With the Yankees owing Rodriguez $114 million over the next five seasons, managing his decline could become a central issue for the team.
"I ain't worried about years ahead. Just let me worry about today," Girardi said. "The best relationships, the strongest relationships, are always relationships that go through some struggles. Relationships just aren't perfect. I mean, you put a husband and wife together where the relationship was just perfect without any struggles, and you're probably not living on this planet. So relationships go through that.
"So, I mean if things have to be, you know, built back up, we can do that. I have had to do that before. So I don't worry about that."
Fifth on the career list with 647 home runs 115 behind Barry Bonds' record Rodriguez has been slowed by five trips to the disabled list in five seasons: for a strained quadriceps (2008), hip surgery (2009), a strained calf (2010), knee surgery (2011) and a broken hand, sustained July 24 when hit by a pitch from Seattle's Felix Hernandez.
Before the start of spring training in 2009, he admitting using performance-enhancing drugs while he was with the Texas Rangers from 2001-03.
As for the rest of the Yankees' lineup, Derek Jeter was back at shortstop after being moved to DH for a game because of a sore left foot. Jeter led off, followed by left fielder Ichiro Suzuki, second baseman Robinson Cano, first baseman Mark Teixeira, Ibanez, right fielder Nick Swisher, center fielder Curtis Granderson, catcher Russell Martin and Chavez.

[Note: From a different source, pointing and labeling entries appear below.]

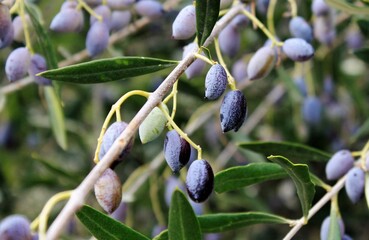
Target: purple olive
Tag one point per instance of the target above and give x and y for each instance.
(177, 151)
(37, 65)
(184, 25)
(233, 111)
(17, 63)
(339, 164)
(97, 38)
(15, 227)
(215, 82)
(149, 8)
(200, 181)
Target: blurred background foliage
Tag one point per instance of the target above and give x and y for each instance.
(33, 167)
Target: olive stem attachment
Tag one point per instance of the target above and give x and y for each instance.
(180, 132)
(293, 6)
(326, 198)
(115, 108)
(268, 33)
(81, 3)
(230, 79)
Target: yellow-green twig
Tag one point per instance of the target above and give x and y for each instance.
(231, 81)
(180, 132)
(115, 109)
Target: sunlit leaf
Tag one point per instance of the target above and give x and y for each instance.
(242, 176)
(103, 227)
(228, 221)
(300, 176)
(106, 70)
(183, 223)
(207, 12)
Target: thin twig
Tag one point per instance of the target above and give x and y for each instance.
(79, 194)
(327, 197)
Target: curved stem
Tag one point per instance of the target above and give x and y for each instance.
(326, 198)
(268, 33)
(270, 16)
(293, 5)
(181, 133)
(27, 36)
(90, 10)
(115, 109)
(230, 78)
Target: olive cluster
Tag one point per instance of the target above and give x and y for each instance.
(20, 61)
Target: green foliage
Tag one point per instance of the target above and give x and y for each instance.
(106, 70)
(207, 12)
(104, 227)
(293, 151)
(301, 178)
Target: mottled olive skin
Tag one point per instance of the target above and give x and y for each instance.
(15, 227)
(312, 110)
(111, 134)
(233, 111)
(6, 27)
(149, 8)
(298, 49)
(177, 151)
(37, 65)
(104, 12)
(97, 38)
(261, 63)
(108, 191)
(215, 82)
(299, 28)
(339, 164)
(354, 185)
(200, 180)
(184, 25)
(17, 63)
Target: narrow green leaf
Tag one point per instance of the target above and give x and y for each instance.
(183, 223)
(56, 116)
(301, 178)
(348, 7)
(55, 111)
(361, 132)
(367, 189)
(162, 236)
(207, 12)
(334, 228)
(228, 221)
(103, 227)
(292, 88)
(363, 54)
(106, 70)
(293, 151)
(242, 176)
(364, 26)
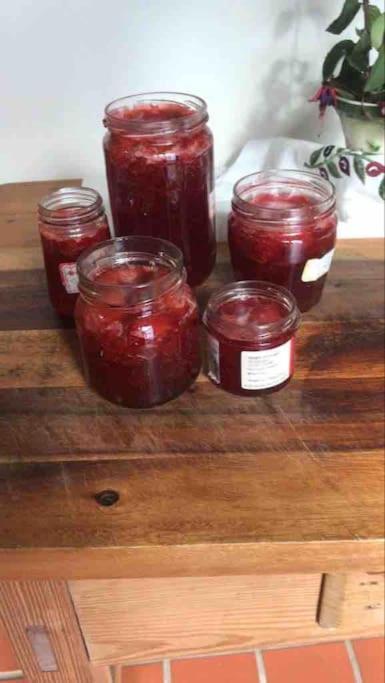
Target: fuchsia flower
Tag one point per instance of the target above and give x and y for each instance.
(326, 96)
(374, 169)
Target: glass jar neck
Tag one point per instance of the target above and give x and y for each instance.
(161, 259)
(156, 114)
(70, 207)
(261, 332)
(283, 197)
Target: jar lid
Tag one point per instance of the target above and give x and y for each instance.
(127, 271)
(283, 197)
(155, 113)
(252, 311)
(70, 206)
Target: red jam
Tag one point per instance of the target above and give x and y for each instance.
(282, 229)
(159, 161)
(70, 221)
(137, 321)
(250, 337)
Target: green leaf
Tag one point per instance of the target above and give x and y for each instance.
(332, 168)
(381, 189)
(377, 32)
(359, 168)
(343, 48)
(347, 15)
(315, 156)
(359, 56)
(376, 80)
(374, 13)
(374, 147)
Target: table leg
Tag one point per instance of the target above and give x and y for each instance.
(42, 625)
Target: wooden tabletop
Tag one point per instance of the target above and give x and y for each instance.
(209, 483)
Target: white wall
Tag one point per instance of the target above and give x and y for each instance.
(255, 61)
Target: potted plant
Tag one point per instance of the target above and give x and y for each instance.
(354, 82)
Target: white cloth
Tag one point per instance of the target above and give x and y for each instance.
(361, 210)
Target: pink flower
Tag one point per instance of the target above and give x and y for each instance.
(374, 169)
(326, 96)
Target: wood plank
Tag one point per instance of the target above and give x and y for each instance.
(323, 415)
(332, 599)
(24, 302)
(18, 210)
(29, 606)
(50, 358)
(219, 559)
(349, 251)
(154, 618)
(271, 497)
(102, 674)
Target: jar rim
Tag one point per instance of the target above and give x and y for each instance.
(258, 288)
(196, 115)
(85, 203)
(323, 193)
(120, 251)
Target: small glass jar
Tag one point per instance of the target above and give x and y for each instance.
(250, 337)
(137, 321)
(282, 229)
(70, 220)
(159, 161)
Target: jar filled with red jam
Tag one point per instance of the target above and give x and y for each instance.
(159, 162)
(250, 337)
(137, 321)
(70, 220)
(282, 229)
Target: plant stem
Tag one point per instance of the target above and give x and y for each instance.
(365, 4)
(366, 14)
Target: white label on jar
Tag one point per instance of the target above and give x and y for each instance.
(69, 277)
(316, 268)
(212, 205)
(213, 369)
(268, 368)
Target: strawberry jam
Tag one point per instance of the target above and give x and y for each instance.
(70, 220)
(282, 229)
(159, 162)
(137, 321)
(250, 337)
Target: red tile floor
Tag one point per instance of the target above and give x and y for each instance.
(358, 661)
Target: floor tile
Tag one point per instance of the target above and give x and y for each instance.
(7, 658)
(149, 673)
(326, 663)
(228, 669)
(370, 654)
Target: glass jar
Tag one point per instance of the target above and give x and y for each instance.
(70, 220)
(137, 321)
(159, 162)
(282, 229)
(250, 337)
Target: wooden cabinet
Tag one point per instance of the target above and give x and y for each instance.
(230, 511)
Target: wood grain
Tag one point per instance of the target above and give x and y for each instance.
(154, 618)
(332, 599)
(209, 482)
(219, 559)
(25, 604)
(279, 496)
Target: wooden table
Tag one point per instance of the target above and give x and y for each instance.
(240, 522)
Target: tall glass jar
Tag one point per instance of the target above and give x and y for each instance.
(282, 229)
(70, 220)
(137, 321)
(159, 161)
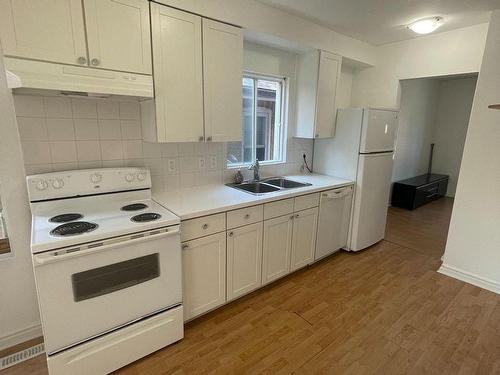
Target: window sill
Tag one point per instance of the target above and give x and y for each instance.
(262, 164)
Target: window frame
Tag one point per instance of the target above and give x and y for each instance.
(282, 124)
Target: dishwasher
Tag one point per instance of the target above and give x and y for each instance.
(333, 224)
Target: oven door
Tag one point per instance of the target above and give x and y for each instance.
(86, 291)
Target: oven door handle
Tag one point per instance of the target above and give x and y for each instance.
(52, 257)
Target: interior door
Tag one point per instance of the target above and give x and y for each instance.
(222, 73)
(372, 200)
(177, 63)
(326, 108)
(118, 34)
(50, 30)
(379, 131)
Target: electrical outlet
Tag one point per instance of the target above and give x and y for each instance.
(172, 165)
(202, 163)
(213, 162)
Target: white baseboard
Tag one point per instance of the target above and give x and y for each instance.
(20, 336)
(470, 278)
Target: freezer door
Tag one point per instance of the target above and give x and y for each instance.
(371, 200)
(379, 131)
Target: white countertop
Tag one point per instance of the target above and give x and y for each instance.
(206, 200)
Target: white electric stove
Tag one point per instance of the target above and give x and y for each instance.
(107, 263)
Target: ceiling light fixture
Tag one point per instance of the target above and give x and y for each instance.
(426, 25)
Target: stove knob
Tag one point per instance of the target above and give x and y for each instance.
(96, 177)
(57, 183)
(42, 185)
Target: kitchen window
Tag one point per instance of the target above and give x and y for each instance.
(263, 106)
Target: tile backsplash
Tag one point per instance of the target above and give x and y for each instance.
(60, 133)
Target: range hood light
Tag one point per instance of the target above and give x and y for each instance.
(426, 25)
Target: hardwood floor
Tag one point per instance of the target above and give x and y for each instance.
(384, 310)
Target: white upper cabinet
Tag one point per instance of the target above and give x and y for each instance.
(50, 30)
(118, 34)
(178, 78)
(318, 78)
(222, 72)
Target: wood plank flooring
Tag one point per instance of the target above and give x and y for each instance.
(381, 311)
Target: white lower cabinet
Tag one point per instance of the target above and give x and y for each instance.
(277, 248)
(305, 225)
(204, 274)
(244, 260)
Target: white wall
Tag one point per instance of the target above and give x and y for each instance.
(450, 126)
(19, 318)
(472, 251)
(255, 16)
(416, 127)
(453, 52)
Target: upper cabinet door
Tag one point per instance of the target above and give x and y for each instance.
(326, 107)
(50, 30)
(223, 71)
(177, 63)
(118, 34)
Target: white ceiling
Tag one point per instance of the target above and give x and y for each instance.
(384, 21)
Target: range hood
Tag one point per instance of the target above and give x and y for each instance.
(29, 74)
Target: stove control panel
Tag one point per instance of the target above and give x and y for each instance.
(86, 182)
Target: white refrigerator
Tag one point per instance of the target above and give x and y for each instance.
(362, 150)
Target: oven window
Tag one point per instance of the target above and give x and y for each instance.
(108, 279)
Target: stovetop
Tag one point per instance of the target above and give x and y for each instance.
(68, 222)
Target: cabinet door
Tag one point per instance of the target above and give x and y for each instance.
(277, 248)
(50, 30)
(222, 73)
(304, 238)
(244, 260)
(118, 34)
(177, 64)
(328, 80)
(203, 274)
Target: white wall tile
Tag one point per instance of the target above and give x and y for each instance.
(86, 129)
(60, 129)
(130, 111)
(108, 110)
(111, 150)
(88, 150)
(132, 149)
(84, 108)
(110, 129)
(63, 151)
(29, 106)
(36, 152)
(57, 107)
(32, 128)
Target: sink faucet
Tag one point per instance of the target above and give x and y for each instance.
(256, 169)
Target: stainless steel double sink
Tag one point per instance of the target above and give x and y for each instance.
(268, 185)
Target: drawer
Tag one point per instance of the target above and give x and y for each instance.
(306, 201)
(244, 216)
(202, 226)
(279, 208)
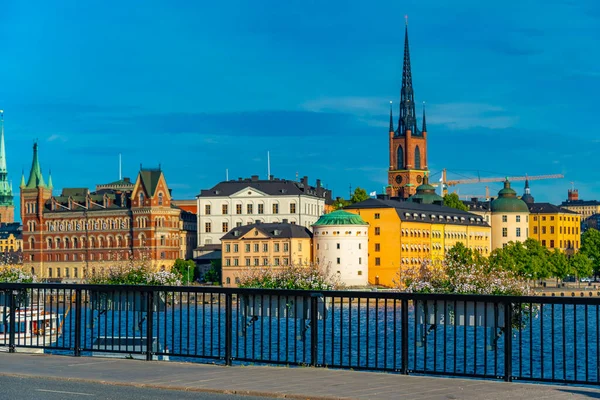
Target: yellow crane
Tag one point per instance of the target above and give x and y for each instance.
(446, 183)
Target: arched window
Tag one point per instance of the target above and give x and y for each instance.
(417, 158)
(400, 158)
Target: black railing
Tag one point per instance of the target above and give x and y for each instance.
(553, 339)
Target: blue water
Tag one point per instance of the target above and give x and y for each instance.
(554, 343)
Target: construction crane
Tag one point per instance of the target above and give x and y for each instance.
(446, 183)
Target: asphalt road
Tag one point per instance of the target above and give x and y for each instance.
(50, 389)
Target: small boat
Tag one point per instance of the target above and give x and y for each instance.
(126, 347)
(35, 329)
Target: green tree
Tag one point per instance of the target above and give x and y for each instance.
(359, 195)
(561, 267)
(452, 200)
(590, 246)
(186, 269)
(582, 265)
(213, 275)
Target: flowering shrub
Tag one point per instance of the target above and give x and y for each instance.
(134, 275)
(12, 274)
(293, 277)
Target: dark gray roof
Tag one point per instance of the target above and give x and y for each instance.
(274, 230)
(417, 212)
(274, 187)
(580, 203)
(547, 208)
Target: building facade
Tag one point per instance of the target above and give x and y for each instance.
(232, 204)
(407, 144)
(7, 206)
(78, 233)
(585, 208)
(263, 245)
(405, 234)
(510, 218)
(341, 247)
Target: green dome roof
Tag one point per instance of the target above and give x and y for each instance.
(508, 201)
(426, 194)
(340, 217)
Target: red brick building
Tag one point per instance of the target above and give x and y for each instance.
(79, 232)
(407, 144)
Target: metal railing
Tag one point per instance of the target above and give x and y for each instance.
(554, 339)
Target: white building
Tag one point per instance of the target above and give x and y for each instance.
(234, 203)
(341, 245)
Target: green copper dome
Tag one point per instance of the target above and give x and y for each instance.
(508, 201)
(340, 217)
(426, 194)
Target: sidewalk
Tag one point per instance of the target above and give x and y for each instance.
(282, 382)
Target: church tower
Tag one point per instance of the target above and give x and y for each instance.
(407, 144)
(7, 207)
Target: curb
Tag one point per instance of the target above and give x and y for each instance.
(255, 393)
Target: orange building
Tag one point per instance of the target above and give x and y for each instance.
(407, 144)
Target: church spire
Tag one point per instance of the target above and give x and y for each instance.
(407, 120)
(391, 118)
(35, 175)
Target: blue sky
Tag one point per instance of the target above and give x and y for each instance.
(201, 87)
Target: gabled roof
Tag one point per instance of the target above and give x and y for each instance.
(418, 212)
(272, 230)
(547, 208)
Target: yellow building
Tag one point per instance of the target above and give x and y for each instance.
(555, 227)
(260, 245)
(11, 237)
(404, 234)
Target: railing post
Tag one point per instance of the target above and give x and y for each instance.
(404, 324)
(314, 336)
(11, 326)
(78, 303)
(149, 325)
(228, 327)
(508, 341)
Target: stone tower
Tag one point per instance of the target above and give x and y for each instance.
(7, 207)
(407, 144)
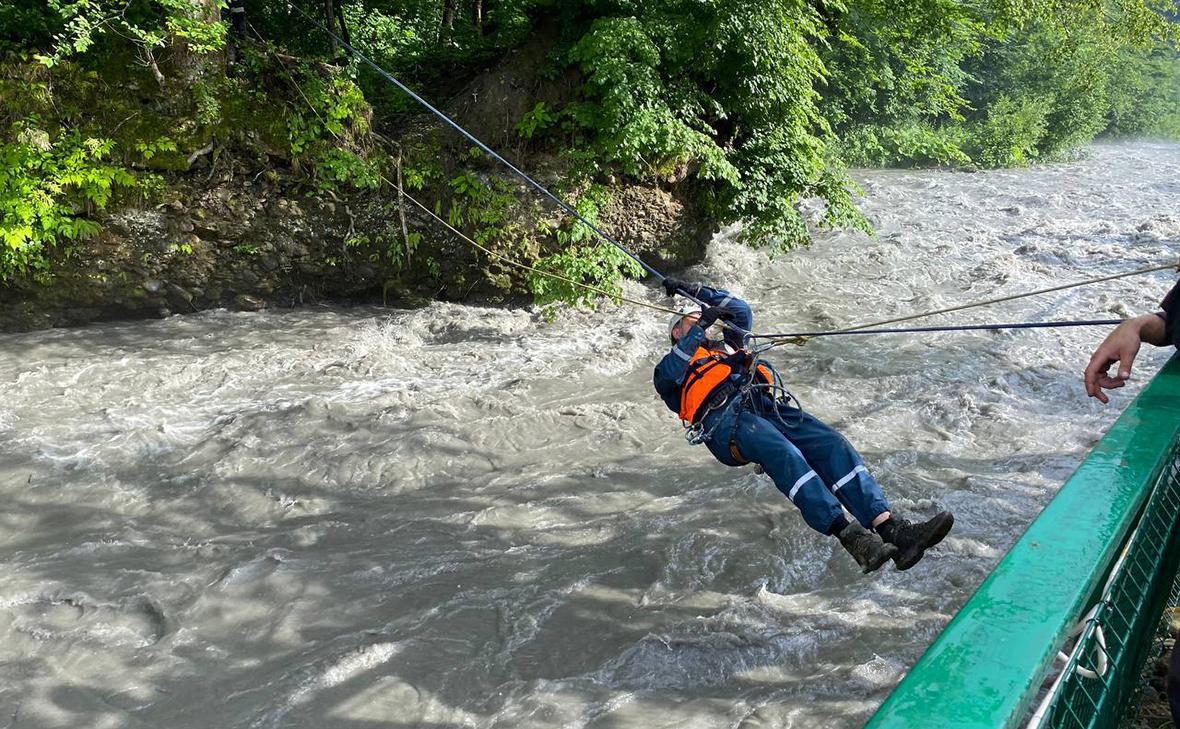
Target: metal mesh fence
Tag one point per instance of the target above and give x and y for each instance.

Yankees ace CC Sabathia was on the mound. He led the Yankees to a 7-2 win in the opener.
Girardi decided against benching Granderson, who is 1 for 16 (.063) with nine strikeouts in the series. He did not want to start Brett Gardner, who has been limited to three at-bats since mid-April because of an elbow injury that required surgery.
"If Grandy stays in his zone, he will be fine," Girardi said. "That's the big thing he has to concentrate on."
If the Yankees do win, they'll face the Tigers, who have no left-handed starters, CBSSports.com's Danny Knobler notes.
"In fact," Knobler writes, "all four Tiger starters in the ALCS figure to be hard-throwing right-handers, the exact type of pitcher Rodriguez has struggled the most against."